‘So we beat on, boats against the current, borne back ceaselessly into the past.’ – F. Scott Fitzgerald
‘The past is a foreign country; they do things differently there.’ – L.P. Hartley
To delve into government archives is to confront the opposing forces of two poles. One is Fitzgerald’s pole, where history pulls us back, repeating and rhyming. The other is Hartley’s place where they think and act differently.
In Canberra every January, the release of Cabinet archives confronts those ways of understanding the past. This year the Keating Labor Cabinet documents of 1992 and 1993 offer much on our nearest neighbour, Papua New Guinea. Mostly, Fitzgerald wins. The arguments are deeply familiar because they’re still running today. But Hartley pops up in a few telling ways: facts shift and habits change.
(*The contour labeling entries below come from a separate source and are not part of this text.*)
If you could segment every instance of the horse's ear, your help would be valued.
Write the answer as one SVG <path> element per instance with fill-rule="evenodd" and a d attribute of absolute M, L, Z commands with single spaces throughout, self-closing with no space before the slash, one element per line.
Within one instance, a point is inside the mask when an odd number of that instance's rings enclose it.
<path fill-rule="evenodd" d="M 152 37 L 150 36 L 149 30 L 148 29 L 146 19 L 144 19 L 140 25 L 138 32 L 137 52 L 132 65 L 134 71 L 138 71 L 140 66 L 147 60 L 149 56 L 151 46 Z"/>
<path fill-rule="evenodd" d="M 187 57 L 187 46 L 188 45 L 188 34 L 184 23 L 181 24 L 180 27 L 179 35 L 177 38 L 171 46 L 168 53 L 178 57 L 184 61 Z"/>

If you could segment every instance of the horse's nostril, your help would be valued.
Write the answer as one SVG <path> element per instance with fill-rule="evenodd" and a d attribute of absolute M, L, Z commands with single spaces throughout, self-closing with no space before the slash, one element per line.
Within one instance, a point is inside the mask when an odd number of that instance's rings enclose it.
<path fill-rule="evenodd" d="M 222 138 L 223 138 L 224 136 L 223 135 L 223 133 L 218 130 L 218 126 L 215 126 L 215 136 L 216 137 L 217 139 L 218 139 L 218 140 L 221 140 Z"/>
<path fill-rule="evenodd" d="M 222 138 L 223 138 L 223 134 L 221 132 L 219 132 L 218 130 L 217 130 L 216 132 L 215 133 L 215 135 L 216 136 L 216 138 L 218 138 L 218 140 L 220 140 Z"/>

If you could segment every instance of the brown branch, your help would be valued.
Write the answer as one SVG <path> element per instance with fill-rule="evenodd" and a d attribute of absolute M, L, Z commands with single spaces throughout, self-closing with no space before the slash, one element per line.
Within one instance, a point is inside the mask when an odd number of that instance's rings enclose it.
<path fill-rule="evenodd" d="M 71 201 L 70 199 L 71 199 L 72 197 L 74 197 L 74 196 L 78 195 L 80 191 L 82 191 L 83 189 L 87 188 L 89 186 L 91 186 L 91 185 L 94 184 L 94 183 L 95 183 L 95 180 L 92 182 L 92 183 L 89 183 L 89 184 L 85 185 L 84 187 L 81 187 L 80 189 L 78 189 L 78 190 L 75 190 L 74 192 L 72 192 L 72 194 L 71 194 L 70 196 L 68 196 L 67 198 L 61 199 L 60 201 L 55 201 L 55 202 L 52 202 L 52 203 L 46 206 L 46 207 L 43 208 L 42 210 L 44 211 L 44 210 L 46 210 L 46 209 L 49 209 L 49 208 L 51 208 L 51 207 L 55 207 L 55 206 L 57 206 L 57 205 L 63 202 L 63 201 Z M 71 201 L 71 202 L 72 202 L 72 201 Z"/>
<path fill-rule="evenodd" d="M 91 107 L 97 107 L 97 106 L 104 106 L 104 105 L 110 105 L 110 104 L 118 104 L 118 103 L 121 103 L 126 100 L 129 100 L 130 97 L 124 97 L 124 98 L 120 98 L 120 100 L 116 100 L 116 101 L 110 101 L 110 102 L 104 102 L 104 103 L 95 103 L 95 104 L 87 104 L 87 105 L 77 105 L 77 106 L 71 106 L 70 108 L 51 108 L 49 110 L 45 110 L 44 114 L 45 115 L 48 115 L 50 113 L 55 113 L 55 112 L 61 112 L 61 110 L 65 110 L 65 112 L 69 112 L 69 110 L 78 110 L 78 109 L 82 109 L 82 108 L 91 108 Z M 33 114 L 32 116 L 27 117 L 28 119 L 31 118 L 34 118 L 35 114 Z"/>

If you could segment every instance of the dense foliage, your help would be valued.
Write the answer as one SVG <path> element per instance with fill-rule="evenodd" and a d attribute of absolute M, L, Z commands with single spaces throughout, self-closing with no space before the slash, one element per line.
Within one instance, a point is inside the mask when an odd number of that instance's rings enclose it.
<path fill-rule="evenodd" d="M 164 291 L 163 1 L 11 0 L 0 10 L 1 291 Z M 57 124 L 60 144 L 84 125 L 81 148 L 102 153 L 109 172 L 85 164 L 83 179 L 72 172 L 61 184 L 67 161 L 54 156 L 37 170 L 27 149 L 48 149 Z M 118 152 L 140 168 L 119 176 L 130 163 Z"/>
Always, though, the fundamental questions ache, as they have since Australia hauled down its flag and PNG became independent in 1975. Reviewing how Australia thought about PNG in seven Defence White Papers from 1976 to 2016, I summarised the consistent ache this way: ‘What must we do? What can we do?’ Hear the frustration and fear in that constant refrain about a vital relationship.
The Keating Cabinet worked hard grappling with what Oz can and must do with PNG. A key Hartley moment was when Australia turned its back on the old aid relationship. By 1992, PNG was in its teenage years as a nation. Australia—the former master/parent/administrator—was curtailing the cash allowance. Australia’s colonial habits of mind and routines of financial responsibility were fading fast. The monthly transfer of cash from Australia’s Reserve Bank to Port Moresby—to be spent however PNG wanted—was to be phased out. Canberra would stop all PNG ‘budget support’ by 2000.
The submission to Cabinet by the Minister for Trade and Aid, John Kerin, set the timeline to replace cash aid with program and project aid. Australia wanted control over what its money did in PNG. ‘Conditionality’ and ‘accountability’ arrived.
Running through the Kerin submission is the sense of frustration and failure about PNG that so often afflicts Oz governments: ‘PNG’s economic performance since Independence has been disappointing. Per capita income in 1991 was lower than 16 years earlier.’ The familiar litany about ‘serious development problems’ and economic ‘weaknesses’ are all there, coupled with the hopes about PNG’s bright future.
From 1975 to 1992, Australia had given PNG $5.2 billion—$4.9 billion in cash ‘budget support’. ‘No other donor has provided budget support to an ex-colony of the magnitude and for the duration that Australia has provided to PNG.’
Cabinet was told that Australia has spent $5 billion yet got little of what it wanted. Cabinet then resolved to keep spending the same amount, just with more strings. Australia would keep pumping aid to continue as PNG’s top donor. Back in the 1990s, the annual aid flow was $300 million; these days it’s $550 million. The frustrations endure.
PNG still pushes against Canberra’s versions of conditionality and accountability. The doyen of Oz correspondents in PNG, Sean Dorney, made rethinking the aid relationship a key recommendation of his new book on Australia and PNG, the wonderfully titled The Embarrassed Colonialist.
The 1992 review of Australian policy towards PNG taken to Cabinet by the Foreign Minister, Gareth Evans, is classic Fitzgerald territory—the same currents beating against the same boats. ‘We have a strong interest in PNG maintaining its integrity as a nation and ensuring that PNG does not become a strategic and security liability with a long term law and order problem.’
The 1993 report to Cabinet on PNG relations is still so relevant that seven bits of it were blacked out before its release in the Archives. Australia was facing a PNG government that was ‘aggressively nationalistic and reformist’, intent on broadening its international options and finding other partners beyond Australia. Canberra would have less influence. Sound familiar?
Oz interests might be constant but the dynamic changes.
Cabinet was advised to be philosophical: ‘The process of distancing between Australia and PNG is a natural one, which we have recognised as inevitable and in some ways desirable. It is one we can accommodate, despite occasional bilateral tensions and short term damage to our interests…’
Scott Fitzgerald would nod. Of course. Then and now. Always.